/SheenBidi

A sophisticated implementation of Unicode Bidirectional Algorithm

Primary LanguageCApache License 2.0Apache-2.0

SheenBidi

License Travis-CI Build Status AppVeyor Build Status Coverage Status

SheenBidi implements Unicode Bidirectional Algorithm available at http://www.unicode.org/reports/tr9. It is a sophisticated implementation which provides the developers an easy way to use UBA in their applications.

Here are some of the advantages of SheenBidi.

  • Object based.
  • Optimized to the core.
  • Designed to be thread safe.
  • Lightweight API for interaction.
  • Supports UTF-8, UTF-16 and UTF-32 encodings.

API

The above screenshot depicts a visual representation of the API on a sample text.

SBCodepointSequence

It works as a code point decoder by accepting a string buffer in specified encoding.

SBAlgorithm

It provides bidirectional type of each code unit in source string.
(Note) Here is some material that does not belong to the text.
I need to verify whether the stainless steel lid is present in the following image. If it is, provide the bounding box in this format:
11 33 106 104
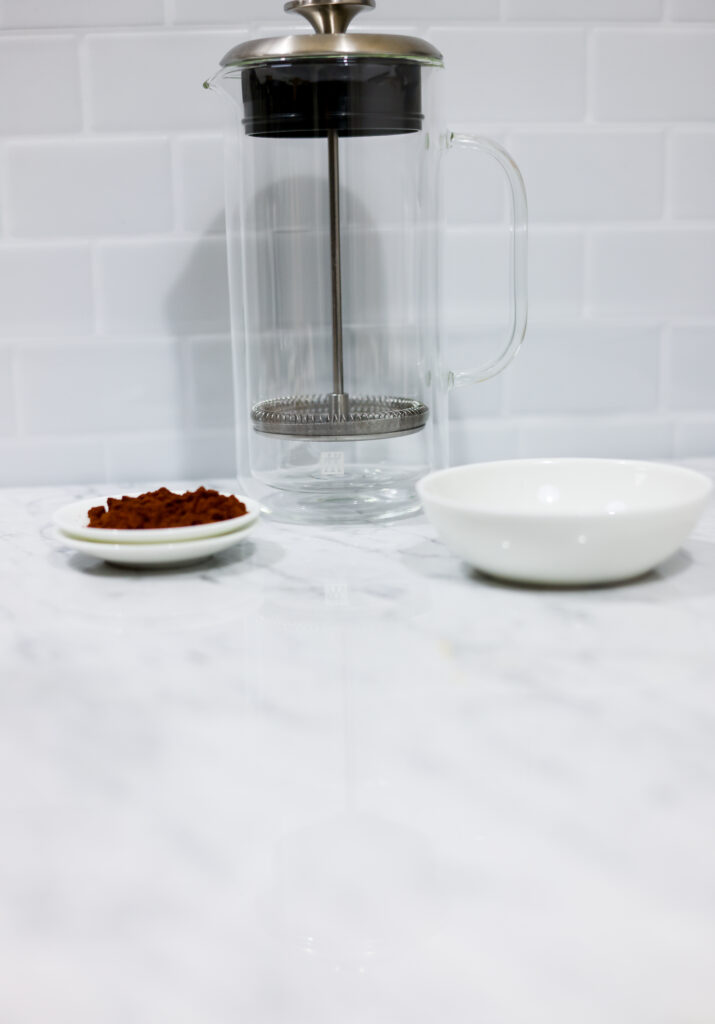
221 0 443 68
Paragraph boundaries can be queried from it as determined by rule P1. Individual paragraph objects can be created from it by explicitly specifying the base level or deriving it from rules P2-P3.

SBParagraph

It represents a single paragraph of text processed with rules X1-I2. It provides resolved embedding levels of all the code units of a paragraph.

SBLine

It represents a single line of text processed with rules L1-L2. However, it provides reordered level runs instead of reordered characters.

SBRun

It represents a sequence of characters which have the same embedding level. The direction of a run would be right-to-left, if its embedding level is odd.

SBMirrorLocator

It provides the facility to find out the mirrored characters in a line as determined by rule L4.

SBScriptLocator

Not directly related to UBA but can be useful for text shaping. It provides the facility to find out the script runs as specified in UAX #24.

Dependency

SheenBidi does not depend on any external library. It only uses standard C library headers stddef.h, stdint.h and stdlib.h.

Configuration

The configuration options are available in Headers/SBConfig.h.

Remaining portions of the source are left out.